The document provides a wealth of information as to how delete detection works and I encourage you to read it from start to finish as my summary may leave some details out and
For the purpose of this blog post, I will demonstrate using the Native blob soft delete rather than the custom metadata method (I may write a follow up post on that when I have time).
Let’s start with the requirements:
- Blobs must be in an Azure Storage container and not ADLS Gen2 or Azure Files
- Soft delete must be turned on for blobs
- Document keys for the documents in your index must be mapped to either be a blob property or blob metadata, such as “metadata_storage_path”
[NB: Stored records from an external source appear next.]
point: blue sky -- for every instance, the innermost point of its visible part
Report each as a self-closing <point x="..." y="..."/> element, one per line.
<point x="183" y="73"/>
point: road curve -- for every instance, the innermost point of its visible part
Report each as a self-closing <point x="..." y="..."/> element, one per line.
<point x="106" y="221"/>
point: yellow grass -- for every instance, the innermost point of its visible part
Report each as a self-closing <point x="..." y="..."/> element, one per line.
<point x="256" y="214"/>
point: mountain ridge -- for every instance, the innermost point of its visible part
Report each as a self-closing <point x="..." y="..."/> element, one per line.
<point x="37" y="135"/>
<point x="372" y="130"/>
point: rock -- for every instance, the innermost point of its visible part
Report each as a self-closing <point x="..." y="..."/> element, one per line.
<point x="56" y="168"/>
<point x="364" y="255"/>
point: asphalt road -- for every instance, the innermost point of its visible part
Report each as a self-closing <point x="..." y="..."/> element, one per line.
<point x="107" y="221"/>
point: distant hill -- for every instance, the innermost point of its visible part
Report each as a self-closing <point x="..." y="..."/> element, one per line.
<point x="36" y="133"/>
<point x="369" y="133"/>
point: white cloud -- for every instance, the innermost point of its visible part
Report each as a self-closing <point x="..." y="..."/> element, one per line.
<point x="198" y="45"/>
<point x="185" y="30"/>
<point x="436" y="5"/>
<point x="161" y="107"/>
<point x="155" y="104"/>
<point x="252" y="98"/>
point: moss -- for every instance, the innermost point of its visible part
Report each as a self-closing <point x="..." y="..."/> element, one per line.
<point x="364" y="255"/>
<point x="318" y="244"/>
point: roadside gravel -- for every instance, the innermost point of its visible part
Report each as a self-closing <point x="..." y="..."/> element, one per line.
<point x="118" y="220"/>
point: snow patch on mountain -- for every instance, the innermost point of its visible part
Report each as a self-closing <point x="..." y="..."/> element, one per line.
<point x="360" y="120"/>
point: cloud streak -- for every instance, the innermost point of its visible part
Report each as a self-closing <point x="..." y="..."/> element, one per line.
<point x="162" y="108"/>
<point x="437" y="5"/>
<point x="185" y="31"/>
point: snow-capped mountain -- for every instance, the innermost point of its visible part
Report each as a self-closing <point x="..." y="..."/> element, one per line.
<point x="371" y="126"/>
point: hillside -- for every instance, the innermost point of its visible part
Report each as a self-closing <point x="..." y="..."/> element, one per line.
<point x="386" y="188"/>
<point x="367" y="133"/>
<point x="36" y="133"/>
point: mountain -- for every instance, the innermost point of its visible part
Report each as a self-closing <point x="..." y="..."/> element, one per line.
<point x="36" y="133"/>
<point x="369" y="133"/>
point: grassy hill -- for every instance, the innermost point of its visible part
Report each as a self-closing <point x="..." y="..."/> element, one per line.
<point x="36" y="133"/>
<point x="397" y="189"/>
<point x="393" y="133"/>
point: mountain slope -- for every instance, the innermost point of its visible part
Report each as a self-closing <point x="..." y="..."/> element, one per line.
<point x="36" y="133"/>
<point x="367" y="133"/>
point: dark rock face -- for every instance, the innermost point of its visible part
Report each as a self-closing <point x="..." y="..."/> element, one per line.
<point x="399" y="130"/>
- You must use a preview REST API such as 2024-05-01-preview, or the indexer Data Source configuration in the Azure portal, to configure support for soft delete
- Blob versioning must not be enabled in the storage account. Otherwise, native soft delete isn’t supported by design.
As per the documentation, the first step in enabling this is to configure your data source with Track deletions and Native blob soft delete enabled. You would have seen this while going through the Import and vectorize data wizard:
What I noticed while testing with my existing AI Search is that you can actually enable this on an existing data source in AI Search:
Clicking on the Edit button allows you to enable the feature:
As it is usually the default configuration when creating the storage account, double check that soft delete is enabled:
With this configuration ready, let’s try re-uploading the same file we deleted, run the indexer, delete the file, and try searching again:
What I’ve noticed is that the Docs succeeded after the upload and indexer run will show a count of 1:
The results from proceeding to delete and run the indexer again will show Docs succeeded with a count of 1 again:
Oddly enough, the document no longer shows up in my Postman call, which goes against what the documentation states that the data source and indexer should be recreated:
Using the search feature for the indexes yield the same result with the document no longer returned:
I’m not completely sure as to why delete detection is working even though I had not recreated the data source and indexer and suspect maybe the continuously improvements Microsoft developers are making may remove this requirement. In any case, I always recommend going with what the documentation states and if it suggests that the data source and indexer should be recreated, then it should be followed.
Hope this helps anyone who might be looking for a quick demonstration of how to get AI Search to remove deleted blobs that are index so information that is meant to be removed do not end up being returned in searches.